Ondan sonra gelen hiçbir nesilde kendisini onun düşmanlarına; Ebu Cehillere nispet edenlere rastlanmazken; onun soyundan gelmek, seyyit ve şerif olmak hep aziz bilindi. Ümmeti çocuklarına, onun isimlerini verdiler: Muhammed, Mahmut, Ahmet, Mustafa, Emin... Dünyada çocuklara verilen en yaygın isimler oldular.

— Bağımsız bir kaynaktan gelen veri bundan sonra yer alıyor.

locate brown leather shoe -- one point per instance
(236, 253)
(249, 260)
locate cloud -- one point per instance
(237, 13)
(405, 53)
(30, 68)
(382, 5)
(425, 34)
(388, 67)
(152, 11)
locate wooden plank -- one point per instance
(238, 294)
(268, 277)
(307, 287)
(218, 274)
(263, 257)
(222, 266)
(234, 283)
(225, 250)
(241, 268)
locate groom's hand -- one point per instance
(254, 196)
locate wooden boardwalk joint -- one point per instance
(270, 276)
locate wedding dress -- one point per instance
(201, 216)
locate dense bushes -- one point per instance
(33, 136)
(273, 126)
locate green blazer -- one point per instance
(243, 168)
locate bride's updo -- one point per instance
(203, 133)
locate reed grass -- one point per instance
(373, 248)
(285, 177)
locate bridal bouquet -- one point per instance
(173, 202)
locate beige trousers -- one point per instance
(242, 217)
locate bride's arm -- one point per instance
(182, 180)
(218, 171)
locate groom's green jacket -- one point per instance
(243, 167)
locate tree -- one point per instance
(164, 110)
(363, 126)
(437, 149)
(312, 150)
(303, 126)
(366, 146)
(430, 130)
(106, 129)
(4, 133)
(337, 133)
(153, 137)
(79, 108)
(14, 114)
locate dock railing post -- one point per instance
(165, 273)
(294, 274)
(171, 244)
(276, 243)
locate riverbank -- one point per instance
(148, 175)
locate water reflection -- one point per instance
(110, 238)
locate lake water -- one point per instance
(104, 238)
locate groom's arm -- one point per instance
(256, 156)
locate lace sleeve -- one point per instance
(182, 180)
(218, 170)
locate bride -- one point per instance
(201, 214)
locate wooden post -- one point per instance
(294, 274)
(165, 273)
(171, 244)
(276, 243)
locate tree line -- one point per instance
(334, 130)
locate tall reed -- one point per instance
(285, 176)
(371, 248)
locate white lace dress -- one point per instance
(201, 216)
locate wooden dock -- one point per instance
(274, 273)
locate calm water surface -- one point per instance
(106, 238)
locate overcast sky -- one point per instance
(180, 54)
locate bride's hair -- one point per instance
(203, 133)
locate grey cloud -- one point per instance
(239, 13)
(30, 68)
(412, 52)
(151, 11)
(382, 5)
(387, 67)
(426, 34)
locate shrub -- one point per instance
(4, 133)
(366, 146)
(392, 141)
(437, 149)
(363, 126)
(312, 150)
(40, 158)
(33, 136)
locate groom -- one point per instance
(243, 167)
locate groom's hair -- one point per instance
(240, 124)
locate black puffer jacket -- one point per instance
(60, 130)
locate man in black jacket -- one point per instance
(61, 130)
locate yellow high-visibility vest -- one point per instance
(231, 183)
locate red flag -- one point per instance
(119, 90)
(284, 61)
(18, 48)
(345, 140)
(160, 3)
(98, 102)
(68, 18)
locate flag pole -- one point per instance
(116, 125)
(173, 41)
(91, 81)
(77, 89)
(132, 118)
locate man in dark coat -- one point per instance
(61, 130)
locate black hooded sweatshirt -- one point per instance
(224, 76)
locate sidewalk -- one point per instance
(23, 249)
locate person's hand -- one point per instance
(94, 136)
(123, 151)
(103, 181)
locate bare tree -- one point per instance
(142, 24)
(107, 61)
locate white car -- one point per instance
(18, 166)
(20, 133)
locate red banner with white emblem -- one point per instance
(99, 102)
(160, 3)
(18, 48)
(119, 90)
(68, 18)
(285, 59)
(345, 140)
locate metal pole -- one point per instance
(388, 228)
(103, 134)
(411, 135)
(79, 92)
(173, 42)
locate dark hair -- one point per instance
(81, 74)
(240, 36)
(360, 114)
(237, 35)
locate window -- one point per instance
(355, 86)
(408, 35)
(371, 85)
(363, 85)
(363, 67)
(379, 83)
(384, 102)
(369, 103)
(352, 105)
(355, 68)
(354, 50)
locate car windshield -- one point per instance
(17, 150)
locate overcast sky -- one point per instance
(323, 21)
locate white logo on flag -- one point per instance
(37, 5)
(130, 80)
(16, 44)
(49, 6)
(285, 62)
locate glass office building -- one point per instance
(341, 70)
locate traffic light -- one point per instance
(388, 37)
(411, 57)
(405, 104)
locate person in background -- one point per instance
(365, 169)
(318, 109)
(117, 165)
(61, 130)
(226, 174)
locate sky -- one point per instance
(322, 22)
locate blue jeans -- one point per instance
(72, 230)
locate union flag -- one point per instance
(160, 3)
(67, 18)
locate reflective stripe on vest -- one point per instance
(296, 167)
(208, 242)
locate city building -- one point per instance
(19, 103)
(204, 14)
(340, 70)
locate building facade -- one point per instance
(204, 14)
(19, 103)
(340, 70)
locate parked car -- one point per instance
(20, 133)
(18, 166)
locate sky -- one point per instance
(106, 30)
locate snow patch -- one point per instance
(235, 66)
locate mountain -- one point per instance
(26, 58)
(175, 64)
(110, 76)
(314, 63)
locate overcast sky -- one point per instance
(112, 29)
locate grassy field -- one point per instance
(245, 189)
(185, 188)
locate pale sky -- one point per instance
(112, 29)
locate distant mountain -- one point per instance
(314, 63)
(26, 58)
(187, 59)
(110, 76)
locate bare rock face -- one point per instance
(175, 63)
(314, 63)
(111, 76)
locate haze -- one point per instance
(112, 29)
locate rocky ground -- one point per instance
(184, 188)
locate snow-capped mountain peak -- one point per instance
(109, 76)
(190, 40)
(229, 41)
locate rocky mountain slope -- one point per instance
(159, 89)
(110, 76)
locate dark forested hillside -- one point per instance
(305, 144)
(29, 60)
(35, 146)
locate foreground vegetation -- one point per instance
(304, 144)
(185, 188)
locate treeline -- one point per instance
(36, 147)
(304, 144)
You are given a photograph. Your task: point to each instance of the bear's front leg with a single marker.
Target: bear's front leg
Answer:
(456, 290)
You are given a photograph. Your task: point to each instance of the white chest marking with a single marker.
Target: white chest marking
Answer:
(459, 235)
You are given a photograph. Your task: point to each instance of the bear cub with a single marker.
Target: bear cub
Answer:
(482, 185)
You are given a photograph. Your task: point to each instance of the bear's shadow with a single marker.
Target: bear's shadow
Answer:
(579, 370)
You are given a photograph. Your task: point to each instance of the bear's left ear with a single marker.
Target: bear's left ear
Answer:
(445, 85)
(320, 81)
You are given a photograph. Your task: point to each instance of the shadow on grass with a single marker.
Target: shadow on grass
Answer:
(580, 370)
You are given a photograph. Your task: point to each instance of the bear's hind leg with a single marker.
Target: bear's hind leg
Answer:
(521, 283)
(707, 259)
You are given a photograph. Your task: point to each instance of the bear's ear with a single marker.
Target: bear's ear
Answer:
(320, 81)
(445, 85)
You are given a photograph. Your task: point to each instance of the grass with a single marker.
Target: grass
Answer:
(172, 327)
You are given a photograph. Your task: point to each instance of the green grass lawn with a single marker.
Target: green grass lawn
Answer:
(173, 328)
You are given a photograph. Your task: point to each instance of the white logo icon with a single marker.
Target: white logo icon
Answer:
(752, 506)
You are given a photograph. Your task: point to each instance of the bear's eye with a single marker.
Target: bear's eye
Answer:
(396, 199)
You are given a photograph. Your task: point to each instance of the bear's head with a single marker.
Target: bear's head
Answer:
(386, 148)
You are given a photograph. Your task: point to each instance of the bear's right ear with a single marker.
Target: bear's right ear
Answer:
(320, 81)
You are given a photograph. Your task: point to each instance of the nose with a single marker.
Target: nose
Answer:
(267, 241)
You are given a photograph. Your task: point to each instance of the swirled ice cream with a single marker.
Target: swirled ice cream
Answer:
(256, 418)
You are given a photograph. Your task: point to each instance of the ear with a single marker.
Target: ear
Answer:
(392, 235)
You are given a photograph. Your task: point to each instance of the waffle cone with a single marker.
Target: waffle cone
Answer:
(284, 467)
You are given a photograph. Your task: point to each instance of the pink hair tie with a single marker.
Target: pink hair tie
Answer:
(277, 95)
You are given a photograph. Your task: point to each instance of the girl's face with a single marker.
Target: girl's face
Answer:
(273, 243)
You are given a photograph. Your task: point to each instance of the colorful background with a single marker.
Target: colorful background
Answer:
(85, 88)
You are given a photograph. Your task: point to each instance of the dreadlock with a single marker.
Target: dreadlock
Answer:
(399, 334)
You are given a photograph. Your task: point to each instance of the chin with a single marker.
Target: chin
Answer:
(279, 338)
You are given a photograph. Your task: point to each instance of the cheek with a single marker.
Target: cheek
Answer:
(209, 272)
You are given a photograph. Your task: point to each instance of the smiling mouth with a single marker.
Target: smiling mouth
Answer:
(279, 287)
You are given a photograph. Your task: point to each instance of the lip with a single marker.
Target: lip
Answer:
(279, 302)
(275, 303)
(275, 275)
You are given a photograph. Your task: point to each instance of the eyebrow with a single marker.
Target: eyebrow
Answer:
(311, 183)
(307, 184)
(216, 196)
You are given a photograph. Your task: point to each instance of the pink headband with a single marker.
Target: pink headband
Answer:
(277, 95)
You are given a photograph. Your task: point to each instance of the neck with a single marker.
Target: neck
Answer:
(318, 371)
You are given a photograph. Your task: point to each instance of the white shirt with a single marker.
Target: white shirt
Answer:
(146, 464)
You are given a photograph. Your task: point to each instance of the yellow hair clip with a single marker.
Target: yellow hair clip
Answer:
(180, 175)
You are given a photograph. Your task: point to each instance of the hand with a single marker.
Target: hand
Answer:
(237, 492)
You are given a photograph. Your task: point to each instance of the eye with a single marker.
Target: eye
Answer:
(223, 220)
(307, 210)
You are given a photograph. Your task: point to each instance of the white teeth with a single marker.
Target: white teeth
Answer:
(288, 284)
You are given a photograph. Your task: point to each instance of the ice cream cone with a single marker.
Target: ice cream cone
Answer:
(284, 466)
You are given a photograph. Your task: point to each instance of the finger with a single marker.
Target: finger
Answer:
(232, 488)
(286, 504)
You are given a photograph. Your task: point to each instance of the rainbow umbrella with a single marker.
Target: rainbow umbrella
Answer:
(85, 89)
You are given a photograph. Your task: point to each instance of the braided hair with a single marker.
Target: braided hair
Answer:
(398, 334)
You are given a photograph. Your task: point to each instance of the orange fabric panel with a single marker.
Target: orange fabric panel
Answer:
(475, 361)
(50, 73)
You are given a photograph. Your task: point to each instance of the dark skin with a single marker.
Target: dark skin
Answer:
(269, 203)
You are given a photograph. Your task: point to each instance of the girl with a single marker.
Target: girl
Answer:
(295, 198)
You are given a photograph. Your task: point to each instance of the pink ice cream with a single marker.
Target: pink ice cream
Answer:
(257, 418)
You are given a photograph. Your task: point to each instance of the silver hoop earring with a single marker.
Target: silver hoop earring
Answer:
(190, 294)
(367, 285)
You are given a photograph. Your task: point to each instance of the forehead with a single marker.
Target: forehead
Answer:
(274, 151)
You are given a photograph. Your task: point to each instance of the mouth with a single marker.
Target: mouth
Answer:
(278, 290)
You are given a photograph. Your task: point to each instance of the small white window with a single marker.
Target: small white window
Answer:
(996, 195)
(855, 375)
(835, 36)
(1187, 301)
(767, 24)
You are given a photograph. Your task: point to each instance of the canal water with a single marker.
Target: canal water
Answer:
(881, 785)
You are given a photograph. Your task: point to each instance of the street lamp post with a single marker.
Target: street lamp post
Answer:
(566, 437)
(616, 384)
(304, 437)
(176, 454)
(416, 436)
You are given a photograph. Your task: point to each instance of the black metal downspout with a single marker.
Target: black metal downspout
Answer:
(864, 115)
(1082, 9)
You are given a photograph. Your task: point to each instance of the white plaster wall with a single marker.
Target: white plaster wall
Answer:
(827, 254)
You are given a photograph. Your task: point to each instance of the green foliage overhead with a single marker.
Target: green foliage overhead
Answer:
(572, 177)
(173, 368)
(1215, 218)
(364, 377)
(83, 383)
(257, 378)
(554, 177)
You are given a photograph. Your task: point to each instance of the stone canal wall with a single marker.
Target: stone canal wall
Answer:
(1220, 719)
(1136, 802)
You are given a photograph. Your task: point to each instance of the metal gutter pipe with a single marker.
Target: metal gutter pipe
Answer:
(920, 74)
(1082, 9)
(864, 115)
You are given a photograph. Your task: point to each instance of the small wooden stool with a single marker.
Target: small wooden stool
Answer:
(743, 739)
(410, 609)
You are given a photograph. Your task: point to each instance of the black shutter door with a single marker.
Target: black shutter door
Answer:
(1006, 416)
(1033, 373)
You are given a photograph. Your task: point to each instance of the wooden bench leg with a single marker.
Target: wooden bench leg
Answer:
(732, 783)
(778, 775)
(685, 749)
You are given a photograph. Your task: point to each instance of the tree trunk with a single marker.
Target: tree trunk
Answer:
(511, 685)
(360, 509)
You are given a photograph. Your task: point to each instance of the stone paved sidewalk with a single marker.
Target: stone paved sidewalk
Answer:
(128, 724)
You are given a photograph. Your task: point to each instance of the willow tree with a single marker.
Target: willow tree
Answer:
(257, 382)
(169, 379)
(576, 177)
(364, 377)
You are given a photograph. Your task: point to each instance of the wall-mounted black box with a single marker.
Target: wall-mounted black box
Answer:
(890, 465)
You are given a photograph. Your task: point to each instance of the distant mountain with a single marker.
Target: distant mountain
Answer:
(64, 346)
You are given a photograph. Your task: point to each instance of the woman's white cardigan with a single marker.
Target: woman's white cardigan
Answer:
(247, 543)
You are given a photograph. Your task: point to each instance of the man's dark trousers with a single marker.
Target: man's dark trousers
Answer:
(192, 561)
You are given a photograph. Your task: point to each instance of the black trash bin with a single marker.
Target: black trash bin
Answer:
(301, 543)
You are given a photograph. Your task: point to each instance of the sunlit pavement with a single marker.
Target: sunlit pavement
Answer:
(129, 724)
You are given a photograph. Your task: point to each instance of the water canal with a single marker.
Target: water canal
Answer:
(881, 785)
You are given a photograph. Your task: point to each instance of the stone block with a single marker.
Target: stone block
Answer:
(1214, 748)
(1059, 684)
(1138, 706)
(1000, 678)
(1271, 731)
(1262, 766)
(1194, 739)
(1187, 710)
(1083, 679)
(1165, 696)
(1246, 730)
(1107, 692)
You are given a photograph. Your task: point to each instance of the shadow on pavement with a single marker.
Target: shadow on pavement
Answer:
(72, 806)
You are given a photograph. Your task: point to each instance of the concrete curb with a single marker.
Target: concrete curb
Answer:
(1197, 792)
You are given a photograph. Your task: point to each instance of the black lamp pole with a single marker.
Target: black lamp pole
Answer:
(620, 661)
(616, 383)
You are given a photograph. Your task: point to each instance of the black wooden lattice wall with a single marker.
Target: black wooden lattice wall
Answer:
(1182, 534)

Onu rüyada görmek bile şereflerin en büyüğü olarak kabul edildi. Şiirler yazıldı, ilahiler bestelendi.
  
Gül yüzünü rüyamızda
Görelim ya Resulallah.
Gül bahçene dünyamıza
Girelim ya Resulallah.

O anılınca gönüller hüzünlendi, gözler yaşardı. Ona hakaret etmeye yeltenenler ebter oldular (Kevser, 3). O, yükseldikçe yükseldi.

Sözü uzattım.
Endişeye mahal yok. 

Onun ahlakıyla ahlaklandıkça, çocuklarımız tenkit ettiklerimizi değil onu örnek aldıkça, Muhammed ve Muhammediler çoğalmaya ve yükselmeye devam edecek inşallah.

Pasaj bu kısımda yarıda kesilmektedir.